Peter Gabriel, “In Your Eyes”

Genesis was still an art rock band with a cult audience when Peter Gabriel quit in 1975 to pursue a solo career, but he didn’t step out of their shadow until the release of SO 11 years later. The album is packed with hit singles, but the sublime “In Your Eyes” is the most enduring.

Phil Collins, “In The Air Tonight”

After Gabriel’s departure, drummer Phil Collins took over as Genesis’ lead singer. The band was on hiatus in 1980, when he created a spur-of-the-moment song on his drum machine to vent some very negative feelings following a bitter divorce. Collins says that Genesis rejected it; they swear they never heard it. Either way, it launched his solo career and somewhere around 100 million air drummers. 

Mike and the Mechanics, “Silent Running”

Genesis guitarist Mike Rutherford didn’t want to be the one member of the band not enjoying solo success, so in 1985 he recruited singers Paul Carrack and Paul Young to form Mike and the Mechanics.
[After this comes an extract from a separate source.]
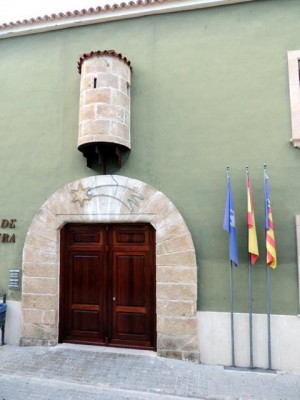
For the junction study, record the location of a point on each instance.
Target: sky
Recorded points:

Their debut single remains their best. 

GTR, “When the Heart Rules the Mind”

One British Seventies prog rock guitarist named Steve can accomplish incredible things. If you put two of them together in an Eighties supergroup, which happened in 1986 when GTR united Yes’ Steve Howe with Genesis’ Steve Hackett, you get…well…at least one half-decent song before the whole thing imploded. 

Moody Blues, “Your Wildest Dreams”

The guys behind “Tuesday Afternoon” didn’t seem like a natural fit in the era of Ronald Reagan and Mr. T., but frontman Justin Hayward and David Bowie producer Tony Visconti teamed up for this 1986 soft rock tune. It gave them their first Top Ten hit since “Knights In White Satin.”

Electric Light Orchestra, “All Over The World”

Prog rock purists may feel that ELO weren’t quite the genuine artifact in the Seventies thanks to all their radio hits, and this song from the 1980 Olivia Newton John flop Xanadu didn’t exactly bolster their prog credibility. But it’s damn catchy.